The Washington state experience tracks with what Kevin Brennan, a special agent with the FBI’s Seattle field office, has observed.

“Ransomware has shifted from the corporate environment to nonprofits and governments,” he said.

The private sector has largely made the necessary investments to secure their systems in light of the toll on profits, he said, but governments have lagged behind and shown a willingness to pay ransoms in the four-to-five figure range. However, with hackers increasingly demanding six-to-seven figure ransoms, he sees an increased need for government officials to beef up their proactive cybersecurity measures.

But cash-strapped local governments struggle to justify those investments. Watters described a hypothetical scenario in which a county IT department — which could be just one person in a smaller jurisdiction — requests $145,000 for an IPS, IDS, and a web proxy.

“The commissioner is going to ask ‘why?’ because they’ve never been hacked,” Watters said. “The correct phase is: You haven’t been hacked yet.”

At the same time, Watters cautioned that purchasing big-ticket cybersecurity products will not solve the problem alone.

“Don’t put in your budget money for a Forescout device at $245,000 and not budget $40,000 to train the people to operate the $245,000 device — or you have a really pretty box that blinks at you,” he said.

Route Fifty Senior Editor Alisha Powell Gillis and Snohomish County Chief Information Officer Viggo Forde.

Even for relatively well-resourced jurisdictions, simple nudges that affect behavior at the keyboard and keep employees on high alert can be far more effective than expensive cybersecurity bells and whistles.

“We want to make sure the county leaders understand and send the message that we are the first line of defense,” said Snohomish County Chief Information Officer Viggo Forde.
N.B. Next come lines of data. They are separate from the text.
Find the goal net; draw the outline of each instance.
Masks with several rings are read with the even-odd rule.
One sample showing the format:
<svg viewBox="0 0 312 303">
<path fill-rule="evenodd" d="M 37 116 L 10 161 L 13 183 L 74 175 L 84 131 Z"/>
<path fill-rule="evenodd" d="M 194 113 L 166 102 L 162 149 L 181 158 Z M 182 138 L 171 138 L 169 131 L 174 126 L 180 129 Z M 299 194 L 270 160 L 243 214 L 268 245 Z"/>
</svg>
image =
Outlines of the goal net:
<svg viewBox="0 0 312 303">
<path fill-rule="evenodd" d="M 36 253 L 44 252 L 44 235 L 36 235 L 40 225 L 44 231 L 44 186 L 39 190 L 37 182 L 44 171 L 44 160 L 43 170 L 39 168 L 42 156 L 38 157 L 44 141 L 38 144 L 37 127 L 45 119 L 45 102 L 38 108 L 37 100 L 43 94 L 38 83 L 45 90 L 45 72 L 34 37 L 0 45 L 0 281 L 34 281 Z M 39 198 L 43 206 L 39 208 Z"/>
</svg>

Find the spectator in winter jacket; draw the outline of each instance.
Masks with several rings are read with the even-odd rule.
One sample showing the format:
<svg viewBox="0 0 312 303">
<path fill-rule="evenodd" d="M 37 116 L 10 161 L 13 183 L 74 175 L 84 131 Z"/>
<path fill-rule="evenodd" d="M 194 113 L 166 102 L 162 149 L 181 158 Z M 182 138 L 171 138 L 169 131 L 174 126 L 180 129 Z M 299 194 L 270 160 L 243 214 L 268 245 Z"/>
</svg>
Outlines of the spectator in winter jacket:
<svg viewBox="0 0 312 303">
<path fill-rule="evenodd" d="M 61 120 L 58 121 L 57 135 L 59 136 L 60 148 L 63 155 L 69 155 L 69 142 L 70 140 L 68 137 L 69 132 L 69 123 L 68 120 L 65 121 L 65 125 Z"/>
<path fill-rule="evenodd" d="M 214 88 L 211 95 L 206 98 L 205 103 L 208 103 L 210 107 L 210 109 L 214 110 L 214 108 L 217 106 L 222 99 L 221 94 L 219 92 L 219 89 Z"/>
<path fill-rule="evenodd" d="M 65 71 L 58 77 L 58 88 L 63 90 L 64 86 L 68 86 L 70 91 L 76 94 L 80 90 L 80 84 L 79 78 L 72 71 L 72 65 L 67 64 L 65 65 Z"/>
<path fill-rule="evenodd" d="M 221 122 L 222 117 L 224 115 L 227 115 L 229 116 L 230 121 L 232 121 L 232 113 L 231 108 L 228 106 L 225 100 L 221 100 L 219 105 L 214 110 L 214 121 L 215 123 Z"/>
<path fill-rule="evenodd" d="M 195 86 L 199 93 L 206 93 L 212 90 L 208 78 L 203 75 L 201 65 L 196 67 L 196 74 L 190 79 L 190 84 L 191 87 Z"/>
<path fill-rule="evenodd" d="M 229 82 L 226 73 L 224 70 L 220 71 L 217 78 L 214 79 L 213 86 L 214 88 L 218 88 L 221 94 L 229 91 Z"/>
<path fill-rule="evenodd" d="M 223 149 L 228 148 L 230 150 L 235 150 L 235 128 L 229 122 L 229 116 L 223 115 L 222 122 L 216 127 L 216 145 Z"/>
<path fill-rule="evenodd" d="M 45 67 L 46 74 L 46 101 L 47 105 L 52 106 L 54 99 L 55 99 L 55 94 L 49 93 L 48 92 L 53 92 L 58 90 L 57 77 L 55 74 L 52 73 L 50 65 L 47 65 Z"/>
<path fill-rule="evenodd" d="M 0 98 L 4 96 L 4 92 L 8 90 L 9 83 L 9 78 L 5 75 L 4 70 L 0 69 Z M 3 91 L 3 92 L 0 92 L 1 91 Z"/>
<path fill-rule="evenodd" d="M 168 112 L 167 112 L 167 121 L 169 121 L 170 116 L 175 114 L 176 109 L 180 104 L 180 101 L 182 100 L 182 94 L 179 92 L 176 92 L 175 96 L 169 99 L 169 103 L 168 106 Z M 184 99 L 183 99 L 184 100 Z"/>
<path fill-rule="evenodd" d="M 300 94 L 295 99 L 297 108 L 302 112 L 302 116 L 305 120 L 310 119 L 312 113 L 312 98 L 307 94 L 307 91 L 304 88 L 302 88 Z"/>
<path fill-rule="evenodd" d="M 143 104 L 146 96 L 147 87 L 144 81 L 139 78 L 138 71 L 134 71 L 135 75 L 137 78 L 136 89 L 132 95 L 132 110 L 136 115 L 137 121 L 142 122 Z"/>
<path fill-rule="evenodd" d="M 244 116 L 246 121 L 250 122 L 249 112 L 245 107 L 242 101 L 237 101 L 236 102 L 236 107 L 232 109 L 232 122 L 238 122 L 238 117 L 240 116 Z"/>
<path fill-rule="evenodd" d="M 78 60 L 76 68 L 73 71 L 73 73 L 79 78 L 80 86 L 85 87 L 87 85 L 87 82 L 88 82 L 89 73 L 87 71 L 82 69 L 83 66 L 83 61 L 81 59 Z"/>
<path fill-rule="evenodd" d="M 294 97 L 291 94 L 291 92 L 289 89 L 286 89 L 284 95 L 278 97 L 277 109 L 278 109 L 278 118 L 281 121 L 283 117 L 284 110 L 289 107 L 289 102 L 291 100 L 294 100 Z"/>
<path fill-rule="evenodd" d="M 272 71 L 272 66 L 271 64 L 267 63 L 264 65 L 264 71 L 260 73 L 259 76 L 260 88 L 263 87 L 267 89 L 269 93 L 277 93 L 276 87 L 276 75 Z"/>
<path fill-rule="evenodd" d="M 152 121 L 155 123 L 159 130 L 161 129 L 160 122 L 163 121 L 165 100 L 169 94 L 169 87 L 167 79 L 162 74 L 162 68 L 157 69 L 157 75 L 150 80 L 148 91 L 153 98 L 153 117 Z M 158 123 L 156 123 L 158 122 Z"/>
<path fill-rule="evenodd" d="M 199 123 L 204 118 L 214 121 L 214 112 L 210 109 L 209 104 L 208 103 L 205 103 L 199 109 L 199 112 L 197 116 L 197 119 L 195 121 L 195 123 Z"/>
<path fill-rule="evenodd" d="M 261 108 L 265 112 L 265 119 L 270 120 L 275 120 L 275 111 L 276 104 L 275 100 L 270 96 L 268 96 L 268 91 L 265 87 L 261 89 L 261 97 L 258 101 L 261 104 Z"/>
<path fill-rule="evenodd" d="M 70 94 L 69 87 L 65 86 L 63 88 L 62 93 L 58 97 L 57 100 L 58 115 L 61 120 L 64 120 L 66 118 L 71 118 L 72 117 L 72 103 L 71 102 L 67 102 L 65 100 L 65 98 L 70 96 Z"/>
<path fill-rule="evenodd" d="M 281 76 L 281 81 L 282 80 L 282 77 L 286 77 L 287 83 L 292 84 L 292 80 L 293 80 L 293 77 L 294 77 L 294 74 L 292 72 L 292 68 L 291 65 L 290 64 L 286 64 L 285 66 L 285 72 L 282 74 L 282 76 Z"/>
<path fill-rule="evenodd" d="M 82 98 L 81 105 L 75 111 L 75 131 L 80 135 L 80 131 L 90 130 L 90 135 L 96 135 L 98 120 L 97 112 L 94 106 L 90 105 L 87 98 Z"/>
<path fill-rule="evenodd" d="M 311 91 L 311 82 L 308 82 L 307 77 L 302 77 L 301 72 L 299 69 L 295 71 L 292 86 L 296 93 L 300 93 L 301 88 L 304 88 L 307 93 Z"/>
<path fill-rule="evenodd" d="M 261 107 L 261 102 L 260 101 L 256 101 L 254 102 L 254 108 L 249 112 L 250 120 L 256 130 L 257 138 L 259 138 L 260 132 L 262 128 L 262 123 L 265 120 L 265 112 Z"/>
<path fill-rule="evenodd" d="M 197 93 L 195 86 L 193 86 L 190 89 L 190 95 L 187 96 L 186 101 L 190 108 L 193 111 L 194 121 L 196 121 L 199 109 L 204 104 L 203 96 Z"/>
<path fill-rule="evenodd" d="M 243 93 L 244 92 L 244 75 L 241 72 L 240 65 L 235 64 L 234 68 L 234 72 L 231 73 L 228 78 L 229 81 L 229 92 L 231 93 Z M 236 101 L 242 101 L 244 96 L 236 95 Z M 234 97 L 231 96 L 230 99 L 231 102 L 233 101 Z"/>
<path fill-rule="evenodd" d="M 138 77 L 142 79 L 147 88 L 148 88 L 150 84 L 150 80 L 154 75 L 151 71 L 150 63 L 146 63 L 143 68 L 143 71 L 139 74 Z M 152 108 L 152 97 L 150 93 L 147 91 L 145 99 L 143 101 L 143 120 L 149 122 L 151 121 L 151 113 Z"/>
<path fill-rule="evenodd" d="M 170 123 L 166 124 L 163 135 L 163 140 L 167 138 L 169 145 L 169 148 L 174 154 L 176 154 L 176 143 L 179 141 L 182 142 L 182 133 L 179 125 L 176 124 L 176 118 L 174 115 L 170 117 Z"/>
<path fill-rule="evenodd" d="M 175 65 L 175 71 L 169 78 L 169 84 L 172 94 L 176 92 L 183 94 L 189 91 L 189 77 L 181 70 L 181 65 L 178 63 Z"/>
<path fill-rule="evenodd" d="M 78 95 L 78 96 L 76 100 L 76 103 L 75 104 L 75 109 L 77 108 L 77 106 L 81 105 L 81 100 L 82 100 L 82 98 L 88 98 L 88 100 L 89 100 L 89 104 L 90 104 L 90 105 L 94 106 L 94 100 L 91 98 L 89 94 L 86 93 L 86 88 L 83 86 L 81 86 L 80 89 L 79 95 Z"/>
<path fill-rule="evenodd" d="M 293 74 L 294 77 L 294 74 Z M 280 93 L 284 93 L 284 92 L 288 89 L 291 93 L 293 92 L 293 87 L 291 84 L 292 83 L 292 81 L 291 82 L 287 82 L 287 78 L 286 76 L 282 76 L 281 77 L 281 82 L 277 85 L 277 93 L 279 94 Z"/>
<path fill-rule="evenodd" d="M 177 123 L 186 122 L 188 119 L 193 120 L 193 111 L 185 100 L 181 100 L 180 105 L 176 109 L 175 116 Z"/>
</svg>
He cited the recent installation of an industry-standard banner on Office 365 that informs users when a message originates from an outside organization. Those kinds of decisions, he said, “start the water cooler and lunch table talk where everyone complains about the banner that IT forces on them.” But those minor annoyances have paid off with several recent near misses from phishing attacks.

“Because of the alert behavior that individuals demonstrated, it allowed us to react much more quickly than we otherwise could have,” Forde said.

Watters, who has worked with dozens of Pacific Northwest governments on improving their cybersecurity, underscored the national resource for local governments facing cyberthreats, the Department of Homeland Security-sponsored Multi-State Information Sharing & Analysis Center.

His counterpart at the Secret Service’s Seattle field office, Assistant Special Agent in Charge Michael Germain, pointed to a regional standout that he advised: Montana-based Flathead Electric Cooperative, which he said faces up to 5,000 attacks daily.

“For an electric co-op, they have a very robust cybersecurity program right down to the linemen who are stringing power lines for them on a daily basis,” he said. “They host biannual training on cybersecurity. That’s their culture.”

If an electric co-op can institutionalize cybersecurity awareness, then it seems any local government entity can take a more defensive posture.

“We have kids hacking things for fun and state actors hacking for money,” Watters said. “Be aware.”